Uma das marcas deste início de temporada tem sido a dificuldade demonstrada pelos pilotos que trocaram de equipe neste ano e de Fernando Alonso, que está de volta ao grid depois de dois anos. E o fato de as duas últimas corridas terem sido disputadas em pistas sobre as quais as equipes não têm muitas informações não ajudou. Então esses pilotos - além de Alonso, Sergio Perez, Daniel Ricciardo, Carlos Sainz e Sebastian Vettel - terão uma chance de andar em uma pista que eles conhecem muito bem, e onde podem entender melhor o que está faltando para renderem bem nas novas casas. Por outro lado, será mais difícil justificar mais uma corrida fraca numa pista como Barcelona.

Possibilidade de estratégias diferentes

Diferentemente do GP de Portugal, em que todos fizeram apenas uma parada, já que o desgaste de pneus não era muito acentuado, na Espanha, mesmo que sejam usados os mesmos compostos (C1, C2 e C3), a pista tem o asfalto bem mais abrasivo e tem curvas rápidas de raio longo, que colocam mais energia nos pneus. Então não é raro ver GPs da Espanha em que pilotos tentam estratégias diferentes e acabam se encontrando no final da prova.
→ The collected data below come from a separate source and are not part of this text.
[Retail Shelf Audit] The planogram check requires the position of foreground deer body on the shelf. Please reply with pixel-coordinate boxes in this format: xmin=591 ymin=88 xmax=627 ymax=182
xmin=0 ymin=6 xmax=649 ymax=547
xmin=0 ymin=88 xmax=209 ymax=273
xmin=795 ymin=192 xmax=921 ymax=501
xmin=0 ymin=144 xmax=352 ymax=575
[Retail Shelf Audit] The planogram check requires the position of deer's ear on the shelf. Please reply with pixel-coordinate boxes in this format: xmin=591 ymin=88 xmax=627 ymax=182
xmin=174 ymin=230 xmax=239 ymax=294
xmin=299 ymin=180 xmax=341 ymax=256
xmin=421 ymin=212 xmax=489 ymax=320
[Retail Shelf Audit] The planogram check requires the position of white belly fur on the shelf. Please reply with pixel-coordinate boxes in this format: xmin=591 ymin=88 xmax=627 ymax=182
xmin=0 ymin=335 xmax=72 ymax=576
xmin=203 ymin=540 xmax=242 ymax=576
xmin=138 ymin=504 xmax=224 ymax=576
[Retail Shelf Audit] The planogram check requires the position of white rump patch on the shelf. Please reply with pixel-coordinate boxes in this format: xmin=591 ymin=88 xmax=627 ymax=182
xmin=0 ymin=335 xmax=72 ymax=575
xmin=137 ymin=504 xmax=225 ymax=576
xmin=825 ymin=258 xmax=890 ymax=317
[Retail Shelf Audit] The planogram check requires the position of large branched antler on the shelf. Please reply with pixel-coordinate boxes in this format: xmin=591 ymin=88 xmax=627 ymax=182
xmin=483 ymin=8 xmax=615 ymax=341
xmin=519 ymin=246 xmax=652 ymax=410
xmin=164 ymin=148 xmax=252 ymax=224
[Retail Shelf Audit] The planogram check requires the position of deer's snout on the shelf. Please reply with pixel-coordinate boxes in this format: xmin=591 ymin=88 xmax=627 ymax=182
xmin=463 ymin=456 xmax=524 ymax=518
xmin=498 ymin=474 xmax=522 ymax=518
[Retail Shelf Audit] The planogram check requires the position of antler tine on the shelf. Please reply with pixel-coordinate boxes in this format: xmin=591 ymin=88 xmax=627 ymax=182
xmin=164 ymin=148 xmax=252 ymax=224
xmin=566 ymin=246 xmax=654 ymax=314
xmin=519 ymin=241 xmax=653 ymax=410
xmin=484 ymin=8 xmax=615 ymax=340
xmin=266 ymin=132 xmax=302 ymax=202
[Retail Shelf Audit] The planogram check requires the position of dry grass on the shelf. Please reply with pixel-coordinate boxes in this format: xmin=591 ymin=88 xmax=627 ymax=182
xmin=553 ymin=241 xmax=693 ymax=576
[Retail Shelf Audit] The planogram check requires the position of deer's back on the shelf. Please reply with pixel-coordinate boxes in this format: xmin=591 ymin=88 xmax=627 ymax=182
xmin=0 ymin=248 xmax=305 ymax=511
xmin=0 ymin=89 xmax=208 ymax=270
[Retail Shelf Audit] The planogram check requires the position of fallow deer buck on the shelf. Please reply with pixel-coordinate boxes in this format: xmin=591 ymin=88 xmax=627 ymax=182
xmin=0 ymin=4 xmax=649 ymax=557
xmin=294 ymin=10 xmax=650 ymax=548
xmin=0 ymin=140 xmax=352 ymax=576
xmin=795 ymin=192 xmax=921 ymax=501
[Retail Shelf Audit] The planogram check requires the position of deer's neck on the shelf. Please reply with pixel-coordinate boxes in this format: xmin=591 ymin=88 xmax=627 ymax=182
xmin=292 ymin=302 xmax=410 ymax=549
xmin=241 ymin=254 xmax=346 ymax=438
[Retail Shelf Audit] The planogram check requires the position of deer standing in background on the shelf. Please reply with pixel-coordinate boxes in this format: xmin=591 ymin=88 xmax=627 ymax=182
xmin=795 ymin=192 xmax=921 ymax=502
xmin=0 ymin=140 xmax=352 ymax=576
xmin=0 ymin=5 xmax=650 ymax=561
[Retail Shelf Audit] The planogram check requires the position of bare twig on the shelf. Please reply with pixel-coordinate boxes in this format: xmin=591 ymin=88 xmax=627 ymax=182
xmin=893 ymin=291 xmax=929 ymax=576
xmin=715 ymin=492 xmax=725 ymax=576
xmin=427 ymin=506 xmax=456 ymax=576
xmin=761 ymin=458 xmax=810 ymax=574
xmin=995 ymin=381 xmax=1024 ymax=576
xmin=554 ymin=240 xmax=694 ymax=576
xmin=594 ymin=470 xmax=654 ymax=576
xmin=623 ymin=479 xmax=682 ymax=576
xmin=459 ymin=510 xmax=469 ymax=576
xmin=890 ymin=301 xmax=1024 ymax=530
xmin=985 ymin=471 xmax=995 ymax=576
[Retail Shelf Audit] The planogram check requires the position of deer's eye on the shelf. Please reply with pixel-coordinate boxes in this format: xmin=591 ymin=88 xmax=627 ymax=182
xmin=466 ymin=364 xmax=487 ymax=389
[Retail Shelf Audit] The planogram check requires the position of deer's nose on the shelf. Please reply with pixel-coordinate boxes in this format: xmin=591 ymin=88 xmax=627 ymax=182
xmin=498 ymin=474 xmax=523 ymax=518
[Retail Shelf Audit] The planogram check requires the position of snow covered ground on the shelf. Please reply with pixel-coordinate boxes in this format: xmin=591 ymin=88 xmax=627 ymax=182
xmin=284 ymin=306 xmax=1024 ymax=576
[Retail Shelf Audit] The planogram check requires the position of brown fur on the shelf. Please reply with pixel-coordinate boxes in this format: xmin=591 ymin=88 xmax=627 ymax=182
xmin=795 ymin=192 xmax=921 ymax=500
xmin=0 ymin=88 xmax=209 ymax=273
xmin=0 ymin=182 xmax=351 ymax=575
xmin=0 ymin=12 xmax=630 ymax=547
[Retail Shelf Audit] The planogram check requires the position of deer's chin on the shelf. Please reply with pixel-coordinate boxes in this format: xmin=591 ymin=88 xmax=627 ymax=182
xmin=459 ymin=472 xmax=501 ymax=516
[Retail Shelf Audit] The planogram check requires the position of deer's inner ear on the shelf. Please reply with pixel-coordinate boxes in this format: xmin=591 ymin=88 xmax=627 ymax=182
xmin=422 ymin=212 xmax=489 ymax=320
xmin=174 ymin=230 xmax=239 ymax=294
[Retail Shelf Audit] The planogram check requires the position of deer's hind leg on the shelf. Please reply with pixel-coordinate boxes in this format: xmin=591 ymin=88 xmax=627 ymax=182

Corrida pode ser com chuva

Ter GPs da Espanha com tempo ruim é algo raro de acontecer, mas há previsão da chegada de uma frente fria para o domingo, que pode trazer chuva a partir da tarde de domingo, justamente no horário da prova, que começa às 15h na Espanha (10h da manhã pelo horário de Brasília). Em termos de temperatura, a expectativa é de que faça mais calor do que no GP de Portugal.

O GP da Espanha tem os primeiros treinos livres na sexta-feira, às 6h30 e às 10h da manhã. A classificação será às 10h no sábado, mesmo horário da largada, no domingo.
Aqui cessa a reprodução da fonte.